AsPerMyLastEmail I think on any given thread it's probably easy to spot that what you call history is wholly one sided. It's water off a duck's back to me but you're quite right that it's tedious. Also that this wasn't intended as an Oxford v non Oxbridge med school debate, but unfortunately some posters get seriously wrapped around the axle about how Oxbridge Medicine is crap, how the students there are gibbering muppets on the social interaction front, and how they're all beastly for not wanting to have immediate patient contact aged 18yrs.You tried to narrow the field but it's an uphill struggle on here!

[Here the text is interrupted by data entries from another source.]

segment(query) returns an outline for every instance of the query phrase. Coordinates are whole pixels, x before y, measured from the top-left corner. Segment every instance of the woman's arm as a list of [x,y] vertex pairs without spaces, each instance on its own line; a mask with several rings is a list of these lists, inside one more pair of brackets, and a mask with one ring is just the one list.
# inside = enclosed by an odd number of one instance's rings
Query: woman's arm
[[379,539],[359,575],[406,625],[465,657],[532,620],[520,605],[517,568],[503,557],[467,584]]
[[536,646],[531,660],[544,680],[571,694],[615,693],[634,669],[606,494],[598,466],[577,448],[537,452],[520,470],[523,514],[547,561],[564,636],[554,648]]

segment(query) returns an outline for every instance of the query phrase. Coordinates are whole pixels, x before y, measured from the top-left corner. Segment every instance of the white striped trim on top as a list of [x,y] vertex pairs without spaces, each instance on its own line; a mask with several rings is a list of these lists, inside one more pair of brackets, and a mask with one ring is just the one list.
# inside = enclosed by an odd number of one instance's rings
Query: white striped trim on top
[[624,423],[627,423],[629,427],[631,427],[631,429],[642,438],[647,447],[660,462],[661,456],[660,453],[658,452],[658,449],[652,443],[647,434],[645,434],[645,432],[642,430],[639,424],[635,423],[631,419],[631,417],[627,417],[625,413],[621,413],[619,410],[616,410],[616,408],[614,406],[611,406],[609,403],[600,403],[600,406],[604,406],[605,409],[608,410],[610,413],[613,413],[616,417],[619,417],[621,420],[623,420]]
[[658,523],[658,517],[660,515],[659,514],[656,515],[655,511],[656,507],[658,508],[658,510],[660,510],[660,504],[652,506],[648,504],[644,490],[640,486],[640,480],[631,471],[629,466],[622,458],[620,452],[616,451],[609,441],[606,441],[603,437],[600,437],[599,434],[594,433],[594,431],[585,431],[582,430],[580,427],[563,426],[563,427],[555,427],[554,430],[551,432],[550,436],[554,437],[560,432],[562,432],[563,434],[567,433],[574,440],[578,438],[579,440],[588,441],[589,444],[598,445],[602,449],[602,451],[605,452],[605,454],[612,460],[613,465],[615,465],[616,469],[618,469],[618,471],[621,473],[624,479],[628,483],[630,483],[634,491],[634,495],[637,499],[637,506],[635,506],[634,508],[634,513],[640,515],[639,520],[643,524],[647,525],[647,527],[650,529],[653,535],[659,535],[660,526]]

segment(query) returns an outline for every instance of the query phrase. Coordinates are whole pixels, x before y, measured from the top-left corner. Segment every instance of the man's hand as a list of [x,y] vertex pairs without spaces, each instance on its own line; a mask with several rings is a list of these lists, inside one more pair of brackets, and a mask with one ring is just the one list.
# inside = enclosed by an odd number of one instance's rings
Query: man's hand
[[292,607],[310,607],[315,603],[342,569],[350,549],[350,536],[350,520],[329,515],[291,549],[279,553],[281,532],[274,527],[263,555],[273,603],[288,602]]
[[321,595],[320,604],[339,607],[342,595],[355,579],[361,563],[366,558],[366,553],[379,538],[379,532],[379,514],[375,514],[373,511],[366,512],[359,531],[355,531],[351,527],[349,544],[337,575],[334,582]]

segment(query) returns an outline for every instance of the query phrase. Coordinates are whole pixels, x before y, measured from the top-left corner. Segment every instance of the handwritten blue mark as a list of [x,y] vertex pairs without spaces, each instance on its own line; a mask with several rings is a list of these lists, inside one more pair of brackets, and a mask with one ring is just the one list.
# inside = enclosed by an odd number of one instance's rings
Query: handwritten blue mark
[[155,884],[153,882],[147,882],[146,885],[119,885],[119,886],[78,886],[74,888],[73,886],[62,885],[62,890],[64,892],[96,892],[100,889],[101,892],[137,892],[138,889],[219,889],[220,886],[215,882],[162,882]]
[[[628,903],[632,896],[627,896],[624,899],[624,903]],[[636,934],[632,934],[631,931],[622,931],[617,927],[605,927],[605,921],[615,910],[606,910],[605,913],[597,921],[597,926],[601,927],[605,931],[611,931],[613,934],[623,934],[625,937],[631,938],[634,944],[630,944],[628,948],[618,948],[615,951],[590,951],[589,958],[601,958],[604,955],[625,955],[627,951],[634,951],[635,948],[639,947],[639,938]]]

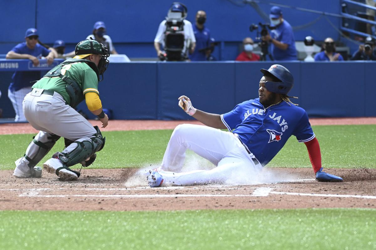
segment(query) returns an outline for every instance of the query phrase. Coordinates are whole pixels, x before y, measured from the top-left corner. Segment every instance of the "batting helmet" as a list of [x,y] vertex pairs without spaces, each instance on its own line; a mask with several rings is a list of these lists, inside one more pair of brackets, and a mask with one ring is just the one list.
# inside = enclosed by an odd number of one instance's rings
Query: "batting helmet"
[[266,89],[271,92],[287,94],[294,86],[294,77],[288,70],[279,64],[274,64],[268,70],[262,68],[260,70],[264,75],[271,74],[280,82],[265,82]]

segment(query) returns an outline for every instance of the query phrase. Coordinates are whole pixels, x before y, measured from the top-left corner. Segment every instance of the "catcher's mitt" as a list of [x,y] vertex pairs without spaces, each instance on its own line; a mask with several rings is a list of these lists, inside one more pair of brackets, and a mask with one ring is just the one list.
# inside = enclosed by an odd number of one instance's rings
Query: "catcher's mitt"
[[97,154],[94,154],[90,156],[90,158],[88,158],[86,160],[81,162],[81,164],[82,165],[82,167],[88,167],[92,164],[96,158]]

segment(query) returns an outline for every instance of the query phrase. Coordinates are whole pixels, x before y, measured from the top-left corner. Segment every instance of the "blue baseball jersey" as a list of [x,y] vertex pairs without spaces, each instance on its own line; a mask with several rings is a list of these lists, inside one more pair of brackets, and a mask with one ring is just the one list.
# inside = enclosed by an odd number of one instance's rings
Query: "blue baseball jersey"
[[[328,56],[326,55],[325,54],[325,51],[321,51],[321,52],[319,52],[316,55],[315,55],[315,61],[330,61],[330,59],[328,57]],[[342,56],[340,55],[340,56],[338,57],[338,61],[343,61],[343,58]]]
[[263,166],[291,135],[299,142],[315,138],[305,111],[283,101],[266,109],[259,98],[246,101],[221,115],[221,118],[230,131],[239,135]]
[[275,29],[271,30],[270,35],[276,40],[288,44],[287,49],[284,50],[279,48],[273,43],[271,44],[271,54],[274,57],[274,60],[297,60],[294,32],[292,27],[287,21],[284,20],[281,24],[276,27]]
[[[18,54],[28,54],[34,56],[38,59],[41,56],[47,56],[50,51],[38,43],[33,49],[29,48],[26,42],[21,42],[12,49],[12,51]],[[11,91],[14,92],[23,88],[30,87],[33,85],[30,82],[37,81],[41,78],[40,71],[16,71],[12,77],[12,82],[9,86]],[[31,90],[30,90],[31,91]]]
[[205,51],[199,51],[207,48],[210,45],[210,31],[204,27],[202,29],[197,27],[196,24],[193,26],[193,32],[196,38],[196,47],[189,58],[191,61],[206,61],[206,56]]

goodbyestranger · 09/12/2020 18:59

orangenasturtium your last paragraph in your most recent post doesn't make a huge amount of sense.

goodbyestranger · 09/12/2020 19:03

Also, to be honest, I imagine Oxbridge students post reform will worry even less.

orangenasturtium · 09/12/2020 19:04

Sorry @AsPerMyLastEmail, I think I have confused you. I was outlining the current points system to explain the advice people were giving and the predicament of the 2023 graduates. When your DS graduates, there will be national exams for all medical students, which should be much fairer.

The warning that some posters made about the disadvantage of being at the bottom of your cohort at Oxbridge no longer applies for students graduating after 2023 since the announcement of the changes to the UKFP allocation process yesterday.

goodbyestranger · 09/12/2020 19:08

orangenasturtium the changes have been a long time coming although the retrospective nature of the changes for the 2023 cohort is both unfair and a surprise.